One in six U.S. homeowners with mortgages — or 8.7 million people — were still underwater on their mortgage in the second quarter of 2014, despite rising home values, Zillow finds in its latest Negative Equity Report.
The negative equity rate dropped to 17% in the second quarter of 2014 from 23.8% a year prior and 18.8% in the first quarter of 2014. Looking ahead, Zillow projects the rate to drop to 14.9% by the end of the second quarter of 2015.
Nationally, millennial homeowners held 19.6% of all underwater mortgages while Generation X held 18.7% and baby boomers held 10.9%.
The “effective” negative equity rate, or the percentage of homeowners who have less than 20% equity in their home, fell to 34.8% in the second quarter, down from 36.9% in the first quarter of 2014, and down from 41.9% last year a year prior. Those who have less than 20% equity in their current home may have a difficult time covering the costs on selling and purchasing a new property.

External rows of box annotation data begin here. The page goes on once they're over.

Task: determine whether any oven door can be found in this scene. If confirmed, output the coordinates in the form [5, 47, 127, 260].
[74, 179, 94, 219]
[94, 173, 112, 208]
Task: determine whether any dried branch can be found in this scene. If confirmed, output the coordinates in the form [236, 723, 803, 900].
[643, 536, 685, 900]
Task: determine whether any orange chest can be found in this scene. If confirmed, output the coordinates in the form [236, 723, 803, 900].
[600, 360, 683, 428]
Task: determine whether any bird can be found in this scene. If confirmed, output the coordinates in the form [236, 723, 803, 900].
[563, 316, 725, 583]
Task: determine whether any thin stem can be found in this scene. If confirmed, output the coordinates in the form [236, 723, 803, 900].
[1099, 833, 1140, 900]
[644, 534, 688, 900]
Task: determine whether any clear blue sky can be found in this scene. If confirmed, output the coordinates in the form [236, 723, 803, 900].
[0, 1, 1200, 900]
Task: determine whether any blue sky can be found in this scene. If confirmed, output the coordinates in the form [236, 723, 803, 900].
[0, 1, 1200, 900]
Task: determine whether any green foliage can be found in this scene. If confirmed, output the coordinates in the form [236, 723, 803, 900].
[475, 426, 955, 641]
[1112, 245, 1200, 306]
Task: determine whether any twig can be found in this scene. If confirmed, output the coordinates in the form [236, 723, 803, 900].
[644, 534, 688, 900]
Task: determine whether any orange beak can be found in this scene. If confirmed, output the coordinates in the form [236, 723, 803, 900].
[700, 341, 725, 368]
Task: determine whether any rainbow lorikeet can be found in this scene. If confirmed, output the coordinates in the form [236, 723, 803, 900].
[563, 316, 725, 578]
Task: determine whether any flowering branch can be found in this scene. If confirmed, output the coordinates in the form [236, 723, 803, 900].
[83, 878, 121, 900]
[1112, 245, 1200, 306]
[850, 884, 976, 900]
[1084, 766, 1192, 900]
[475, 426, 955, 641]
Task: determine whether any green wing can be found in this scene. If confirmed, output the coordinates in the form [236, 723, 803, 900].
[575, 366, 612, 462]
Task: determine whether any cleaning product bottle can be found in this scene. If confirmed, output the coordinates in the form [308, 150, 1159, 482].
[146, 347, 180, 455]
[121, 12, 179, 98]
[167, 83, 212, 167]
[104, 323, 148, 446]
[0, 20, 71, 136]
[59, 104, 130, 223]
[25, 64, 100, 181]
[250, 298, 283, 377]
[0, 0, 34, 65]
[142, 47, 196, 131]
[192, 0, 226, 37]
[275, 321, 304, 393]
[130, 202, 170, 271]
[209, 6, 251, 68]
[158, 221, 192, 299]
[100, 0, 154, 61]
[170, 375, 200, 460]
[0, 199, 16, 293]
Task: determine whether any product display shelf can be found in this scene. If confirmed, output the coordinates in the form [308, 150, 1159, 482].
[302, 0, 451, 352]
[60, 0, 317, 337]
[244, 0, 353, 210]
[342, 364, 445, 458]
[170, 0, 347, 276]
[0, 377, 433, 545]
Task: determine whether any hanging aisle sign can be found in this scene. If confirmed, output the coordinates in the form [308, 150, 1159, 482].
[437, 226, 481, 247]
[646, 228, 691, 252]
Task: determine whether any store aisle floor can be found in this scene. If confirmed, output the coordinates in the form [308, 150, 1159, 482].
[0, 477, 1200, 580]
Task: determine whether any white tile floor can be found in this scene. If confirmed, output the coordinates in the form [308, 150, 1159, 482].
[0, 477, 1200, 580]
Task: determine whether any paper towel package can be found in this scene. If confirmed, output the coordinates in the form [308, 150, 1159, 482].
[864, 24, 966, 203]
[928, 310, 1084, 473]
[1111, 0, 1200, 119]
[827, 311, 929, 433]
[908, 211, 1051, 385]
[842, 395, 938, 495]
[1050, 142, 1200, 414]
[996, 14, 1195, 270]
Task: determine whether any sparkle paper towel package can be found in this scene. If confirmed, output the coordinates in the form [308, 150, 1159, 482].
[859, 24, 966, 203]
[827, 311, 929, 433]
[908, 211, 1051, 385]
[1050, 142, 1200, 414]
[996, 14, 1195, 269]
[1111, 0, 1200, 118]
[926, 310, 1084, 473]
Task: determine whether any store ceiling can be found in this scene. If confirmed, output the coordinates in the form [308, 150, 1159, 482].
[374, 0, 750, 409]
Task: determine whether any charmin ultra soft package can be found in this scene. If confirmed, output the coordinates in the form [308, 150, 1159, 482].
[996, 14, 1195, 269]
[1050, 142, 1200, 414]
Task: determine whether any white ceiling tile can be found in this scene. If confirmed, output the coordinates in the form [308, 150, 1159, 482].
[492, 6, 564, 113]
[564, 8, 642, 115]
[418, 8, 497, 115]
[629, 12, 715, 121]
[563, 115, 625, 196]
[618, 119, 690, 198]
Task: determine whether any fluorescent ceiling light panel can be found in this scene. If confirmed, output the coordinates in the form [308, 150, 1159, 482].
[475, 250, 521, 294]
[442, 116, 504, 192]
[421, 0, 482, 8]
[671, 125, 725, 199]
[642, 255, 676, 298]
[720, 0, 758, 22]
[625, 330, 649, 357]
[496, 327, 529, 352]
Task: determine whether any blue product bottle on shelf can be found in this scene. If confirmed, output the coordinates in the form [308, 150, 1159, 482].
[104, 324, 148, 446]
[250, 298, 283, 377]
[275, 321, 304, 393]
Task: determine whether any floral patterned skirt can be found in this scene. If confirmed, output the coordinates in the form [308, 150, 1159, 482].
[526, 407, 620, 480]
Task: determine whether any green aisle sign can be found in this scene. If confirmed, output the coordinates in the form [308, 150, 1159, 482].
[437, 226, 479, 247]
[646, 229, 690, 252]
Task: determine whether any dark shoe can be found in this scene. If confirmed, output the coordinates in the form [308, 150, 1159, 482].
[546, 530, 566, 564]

Overall, the rate continues to recede as home values keep growing, but the trend will likely move at a slower pace because the rate of home value growth is slowing and expected to continue to slow.
Previously, reports showed that about 80% of the nation’s real estate markets were projected to appreciate in value over the next 12 months, though the remaining 20% were expected to depreciate over the next year.
Editor’s note: This article has been updated to reflect corrections Zillow issued, which rescinded previous conclusions.